Die bunte, historische Stadt hat uns ja am Freitagabend bereits in ihren Bann gezogen. Zeit, diese Stadt bei Tageslicht zu begutachten: Mächtige Balken, dazwischen buntes Gefache, farbige Türen und Tore und fantasievoll bemalte Fensterrahmen und -läden, die alten Straßen mit dem stolzen Fachwerk machen den Zauber dieser Stadt aus. Vor allem in der Breiten Straße findet man sehr viele dieser schönen historischen Gebäude.
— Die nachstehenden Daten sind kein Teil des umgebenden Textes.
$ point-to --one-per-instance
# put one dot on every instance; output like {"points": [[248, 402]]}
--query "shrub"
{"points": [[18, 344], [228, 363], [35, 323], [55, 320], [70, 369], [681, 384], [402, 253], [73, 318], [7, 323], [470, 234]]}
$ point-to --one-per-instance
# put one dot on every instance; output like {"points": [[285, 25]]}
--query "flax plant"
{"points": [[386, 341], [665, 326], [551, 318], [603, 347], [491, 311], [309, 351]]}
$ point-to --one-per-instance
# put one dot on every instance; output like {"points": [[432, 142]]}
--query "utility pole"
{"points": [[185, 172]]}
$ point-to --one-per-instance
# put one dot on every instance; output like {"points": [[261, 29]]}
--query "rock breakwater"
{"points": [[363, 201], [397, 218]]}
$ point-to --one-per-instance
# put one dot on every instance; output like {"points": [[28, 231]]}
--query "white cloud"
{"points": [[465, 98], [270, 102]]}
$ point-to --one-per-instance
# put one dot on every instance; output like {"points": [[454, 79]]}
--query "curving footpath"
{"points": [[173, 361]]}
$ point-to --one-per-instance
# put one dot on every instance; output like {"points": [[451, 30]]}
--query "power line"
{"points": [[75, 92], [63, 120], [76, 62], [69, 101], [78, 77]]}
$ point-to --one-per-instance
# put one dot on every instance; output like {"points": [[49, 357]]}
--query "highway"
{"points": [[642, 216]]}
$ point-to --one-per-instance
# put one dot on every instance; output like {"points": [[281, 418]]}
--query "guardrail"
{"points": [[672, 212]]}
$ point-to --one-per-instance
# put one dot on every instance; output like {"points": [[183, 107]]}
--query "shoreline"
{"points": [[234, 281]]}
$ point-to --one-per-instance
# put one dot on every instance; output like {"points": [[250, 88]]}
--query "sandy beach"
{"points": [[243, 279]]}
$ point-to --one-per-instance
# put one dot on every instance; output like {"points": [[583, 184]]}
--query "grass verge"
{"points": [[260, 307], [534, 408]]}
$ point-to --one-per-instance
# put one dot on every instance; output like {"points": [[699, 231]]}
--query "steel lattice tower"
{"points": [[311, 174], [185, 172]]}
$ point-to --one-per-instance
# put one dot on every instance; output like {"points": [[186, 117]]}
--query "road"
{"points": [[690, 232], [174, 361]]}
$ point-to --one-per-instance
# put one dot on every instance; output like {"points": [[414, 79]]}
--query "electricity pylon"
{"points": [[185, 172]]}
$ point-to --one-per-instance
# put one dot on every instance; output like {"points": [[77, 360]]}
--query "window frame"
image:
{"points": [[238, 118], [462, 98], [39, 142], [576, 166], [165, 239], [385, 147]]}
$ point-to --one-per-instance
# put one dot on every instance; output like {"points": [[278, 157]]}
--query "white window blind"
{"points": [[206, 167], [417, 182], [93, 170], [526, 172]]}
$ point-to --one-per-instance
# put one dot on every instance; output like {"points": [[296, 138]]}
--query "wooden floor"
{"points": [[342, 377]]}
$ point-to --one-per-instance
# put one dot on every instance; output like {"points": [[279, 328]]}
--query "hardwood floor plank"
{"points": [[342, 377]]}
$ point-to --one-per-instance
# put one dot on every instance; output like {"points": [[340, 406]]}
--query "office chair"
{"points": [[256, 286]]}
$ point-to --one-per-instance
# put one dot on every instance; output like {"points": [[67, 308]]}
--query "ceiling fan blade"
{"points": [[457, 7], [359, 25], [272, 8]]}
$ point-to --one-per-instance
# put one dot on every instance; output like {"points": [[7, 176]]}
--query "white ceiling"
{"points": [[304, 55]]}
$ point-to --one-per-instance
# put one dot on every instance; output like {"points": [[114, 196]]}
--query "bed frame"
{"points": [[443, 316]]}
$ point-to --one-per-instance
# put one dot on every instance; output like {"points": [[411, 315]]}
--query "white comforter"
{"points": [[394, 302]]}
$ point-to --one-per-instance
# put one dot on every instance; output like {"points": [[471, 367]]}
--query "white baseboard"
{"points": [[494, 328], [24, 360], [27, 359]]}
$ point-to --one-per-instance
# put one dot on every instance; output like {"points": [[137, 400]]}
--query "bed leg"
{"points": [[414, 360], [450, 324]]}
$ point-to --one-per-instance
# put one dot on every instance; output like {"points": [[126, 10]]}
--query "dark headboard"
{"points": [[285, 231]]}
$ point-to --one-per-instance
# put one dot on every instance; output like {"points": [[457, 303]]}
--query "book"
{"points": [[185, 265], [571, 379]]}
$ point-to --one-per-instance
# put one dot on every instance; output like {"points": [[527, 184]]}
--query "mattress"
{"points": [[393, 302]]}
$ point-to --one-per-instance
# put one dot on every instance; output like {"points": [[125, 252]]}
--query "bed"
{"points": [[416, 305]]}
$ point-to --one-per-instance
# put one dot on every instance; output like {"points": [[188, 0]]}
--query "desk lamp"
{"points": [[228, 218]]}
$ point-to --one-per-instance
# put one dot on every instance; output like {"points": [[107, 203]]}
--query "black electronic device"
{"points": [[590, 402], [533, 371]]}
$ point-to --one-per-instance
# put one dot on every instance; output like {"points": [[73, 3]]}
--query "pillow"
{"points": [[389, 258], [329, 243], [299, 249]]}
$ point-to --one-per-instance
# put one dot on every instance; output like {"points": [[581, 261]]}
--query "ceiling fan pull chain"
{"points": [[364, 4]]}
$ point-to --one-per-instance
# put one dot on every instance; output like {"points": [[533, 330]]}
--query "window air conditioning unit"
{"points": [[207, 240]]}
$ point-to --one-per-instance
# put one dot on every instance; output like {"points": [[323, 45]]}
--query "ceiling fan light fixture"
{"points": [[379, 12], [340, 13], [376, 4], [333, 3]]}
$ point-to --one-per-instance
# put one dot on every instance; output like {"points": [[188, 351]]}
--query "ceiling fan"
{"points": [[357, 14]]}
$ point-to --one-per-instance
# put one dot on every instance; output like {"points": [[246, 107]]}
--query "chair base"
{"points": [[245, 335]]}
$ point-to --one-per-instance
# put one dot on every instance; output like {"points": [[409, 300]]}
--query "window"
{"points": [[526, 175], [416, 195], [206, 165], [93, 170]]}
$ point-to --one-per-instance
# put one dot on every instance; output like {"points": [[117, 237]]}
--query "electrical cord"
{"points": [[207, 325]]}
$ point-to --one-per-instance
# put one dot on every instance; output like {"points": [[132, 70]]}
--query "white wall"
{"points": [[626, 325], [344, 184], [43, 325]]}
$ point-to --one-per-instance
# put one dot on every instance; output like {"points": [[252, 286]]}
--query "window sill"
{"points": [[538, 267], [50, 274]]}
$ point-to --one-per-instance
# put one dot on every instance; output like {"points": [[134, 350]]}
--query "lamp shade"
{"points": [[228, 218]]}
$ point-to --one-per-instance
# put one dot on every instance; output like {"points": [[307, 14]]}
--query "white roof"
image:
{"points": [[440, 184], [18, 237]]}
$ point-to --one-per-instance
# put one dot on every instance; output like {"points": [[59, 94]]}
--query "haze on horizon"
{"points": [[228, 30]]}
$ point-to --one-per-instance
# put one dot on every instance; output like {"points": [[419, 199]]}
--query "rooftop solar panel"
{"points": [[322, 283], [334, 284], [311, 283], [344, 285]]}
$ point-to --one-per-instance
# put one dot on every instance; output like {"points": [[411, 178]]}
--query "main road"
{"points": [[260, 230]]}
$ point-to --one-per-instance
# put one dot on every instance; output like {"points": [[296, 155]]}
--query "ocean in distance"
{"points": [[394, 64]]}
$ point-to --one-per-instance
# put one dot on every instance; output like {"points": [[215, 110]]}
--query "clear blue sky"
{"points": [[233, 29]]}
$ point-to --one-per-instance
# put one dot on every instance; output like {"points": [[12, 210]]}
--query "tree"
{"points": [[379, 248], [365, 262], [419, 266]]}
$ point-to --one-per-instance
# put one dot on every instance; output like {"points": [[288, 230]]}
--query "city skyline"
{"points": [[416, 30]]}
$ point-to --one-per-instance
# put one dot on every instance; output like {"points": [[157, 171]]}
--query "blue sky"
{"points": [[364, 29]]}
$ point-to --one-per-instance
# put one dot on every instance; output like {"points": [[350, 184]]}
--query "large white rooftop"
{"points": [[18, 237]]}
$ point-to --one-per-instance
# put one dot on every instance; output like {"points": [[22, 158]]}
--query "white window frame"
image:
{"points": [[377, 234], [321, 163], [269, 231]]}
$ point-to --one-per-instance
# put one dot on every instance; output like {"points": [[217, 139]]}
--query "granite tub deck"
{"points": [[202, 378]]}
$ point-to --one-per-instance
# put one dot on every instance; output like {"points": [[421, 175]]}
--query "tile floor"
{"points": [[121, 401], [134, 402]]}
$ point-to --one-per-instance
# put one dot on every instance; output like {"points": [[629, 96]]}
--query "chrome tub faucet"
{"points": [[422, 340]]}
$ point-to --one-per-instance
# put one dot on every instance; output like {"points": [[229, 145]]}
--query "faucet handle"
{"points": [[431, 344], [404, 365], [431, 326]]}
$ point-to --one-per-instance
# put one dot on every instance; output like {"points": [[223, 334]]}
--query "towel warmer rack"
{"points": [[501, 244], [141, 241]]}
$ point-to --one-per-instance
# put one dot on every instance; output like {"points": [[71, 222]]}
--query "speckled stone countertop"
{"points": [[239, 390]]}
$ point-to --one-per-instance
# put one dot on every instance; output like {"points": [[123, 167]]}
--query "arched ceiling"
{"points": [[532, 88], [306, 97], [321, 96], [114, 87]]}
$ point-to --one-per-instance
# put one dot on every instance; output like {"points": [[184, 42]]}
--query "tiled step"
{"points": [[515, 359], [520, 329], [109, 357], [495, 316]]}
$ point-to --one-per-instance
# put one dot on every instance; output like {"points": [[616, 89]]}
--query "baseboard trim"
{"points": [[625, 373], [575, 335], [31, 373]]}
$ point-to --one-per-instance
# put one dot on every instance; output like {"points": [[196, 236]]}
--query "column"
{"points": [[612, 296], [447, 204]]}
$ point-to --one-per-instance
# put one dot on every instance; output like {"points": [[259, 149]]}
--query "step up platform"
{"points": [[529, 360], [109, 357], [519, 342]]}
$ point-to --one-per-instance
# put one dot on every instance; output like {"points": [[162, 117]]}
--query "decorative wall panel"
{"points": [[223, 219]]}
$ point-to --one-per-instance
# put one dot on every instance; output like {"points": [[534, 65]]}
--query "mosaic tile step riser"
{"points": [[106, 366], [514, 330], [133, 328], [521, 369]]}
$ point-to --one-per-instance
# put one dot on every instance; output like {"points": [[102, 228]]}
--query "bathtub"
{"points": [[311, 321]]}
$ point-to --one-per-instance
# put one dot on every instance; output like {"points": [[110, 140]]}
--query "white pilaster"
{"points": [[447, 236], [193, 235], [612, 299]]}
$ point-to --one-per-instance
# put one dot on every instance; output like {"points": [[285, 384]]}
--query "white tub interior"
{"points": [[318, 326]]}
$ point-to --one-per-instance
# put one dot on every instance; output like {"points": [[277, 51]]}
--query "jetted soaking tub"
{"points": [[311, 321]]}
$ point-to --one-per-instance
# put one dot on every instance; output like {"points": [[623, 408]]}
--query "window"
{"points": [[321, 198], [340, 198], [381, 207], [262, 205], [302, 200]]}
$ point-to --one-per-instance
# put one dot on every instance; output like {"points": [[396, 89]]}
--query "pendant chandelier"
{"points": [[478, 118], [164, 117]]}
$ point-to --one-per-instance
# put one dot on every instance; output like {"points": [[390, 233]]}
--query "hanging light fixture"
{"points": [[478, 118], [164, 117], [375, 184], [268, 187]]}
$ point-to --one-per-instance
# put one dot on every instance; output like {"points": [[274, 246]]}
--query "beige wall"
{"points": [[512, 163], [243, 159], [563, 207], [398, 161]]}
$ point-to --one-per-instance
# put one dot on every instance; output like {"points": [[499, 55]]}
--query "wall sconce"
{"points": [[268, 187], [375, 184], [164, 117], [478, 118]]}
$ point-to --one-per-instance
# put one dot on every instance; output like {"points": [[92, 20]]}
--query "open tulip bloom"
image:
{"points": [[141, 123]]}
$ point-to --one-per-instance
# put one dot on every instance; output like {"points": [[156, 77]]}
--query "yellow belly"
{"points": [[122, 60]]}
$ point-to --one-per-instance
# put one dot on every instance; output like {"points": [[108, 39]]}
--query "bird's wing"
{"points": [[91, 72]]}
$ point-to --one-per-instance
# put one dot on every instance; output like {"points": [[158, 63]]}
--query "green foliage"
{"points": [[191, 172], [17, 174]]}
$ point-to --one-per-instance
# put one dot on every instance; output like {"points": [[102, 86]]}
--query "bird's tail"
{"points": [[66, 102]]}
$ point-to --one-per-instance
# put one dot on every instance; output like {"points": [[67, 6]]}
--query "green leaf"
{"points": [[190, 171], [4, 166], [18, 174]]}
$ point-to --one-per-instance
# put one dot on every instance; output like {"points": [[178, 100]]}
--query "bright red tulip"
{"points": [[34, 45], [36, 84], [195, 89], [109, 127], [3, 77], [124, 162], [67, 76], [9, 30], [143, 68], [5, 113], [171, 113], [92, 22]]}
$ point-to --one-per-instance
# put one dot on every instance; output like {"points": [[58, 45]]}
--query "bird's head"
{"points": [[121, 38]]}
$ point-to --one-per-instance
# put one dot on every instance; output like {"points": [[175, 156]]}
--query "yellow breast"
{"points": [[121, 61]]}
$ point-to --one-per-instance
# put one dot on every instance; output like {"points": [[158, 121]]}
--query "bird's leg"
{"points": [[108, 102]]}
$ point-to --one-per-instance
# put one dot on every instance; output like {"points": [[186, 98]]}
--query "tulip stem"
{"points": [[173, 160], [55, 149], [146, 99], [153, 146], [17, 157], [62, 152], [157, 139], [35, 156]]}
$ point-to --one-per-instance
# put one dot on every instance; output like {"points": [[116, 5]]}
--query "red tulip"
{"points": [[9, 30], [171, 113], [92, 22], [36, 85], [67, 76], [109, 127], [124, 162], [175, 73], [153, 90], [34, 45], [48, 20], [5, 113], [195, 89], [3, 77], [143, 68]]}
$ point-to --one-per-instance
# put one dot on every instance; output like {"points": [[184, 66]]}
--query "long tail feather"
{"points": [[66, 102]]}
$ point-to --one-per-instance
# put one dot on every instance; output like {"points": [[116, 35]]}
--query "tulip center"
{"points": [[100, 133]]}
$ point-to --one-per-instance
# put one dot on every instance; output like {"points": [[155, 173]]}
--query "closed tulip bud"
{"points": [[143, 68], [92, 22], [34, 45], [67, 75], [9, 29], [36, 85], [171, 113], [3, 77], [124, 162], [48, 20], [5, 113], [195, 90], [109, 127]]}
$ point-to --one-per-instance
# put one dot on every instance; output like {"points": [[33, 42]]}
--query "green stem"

Als Attraktion im alten Stadtkern gelten auch die Hotels "Gotisches Haus" und "Weißer Hirsch". In diesem Ortsteil liegt des Weiteren der Marktplatz, auf dem sich unter anderem das mit 33 Holzfiguren gestaltete Rathaus befindet. Ansonsten kann man sich einfach durch die hübschen Straßen treiben lassen, Ein Besuch im Museum „Schiefes Haus“ oder ach im „kleinsten Haus“ ist auf jeden Fall sehr abwechslungsreich. Die vielen Cafés laden zum Eis essen und genießen ein. 

Ob Kulturliebhaber, Wanderfreunde, Familien auf der Suche nach dem idealen Urlaubsziel oder Feinschmecker, die sich auf kulinarische Höhepunkte freuen: In Wernigerode wird alles geboten!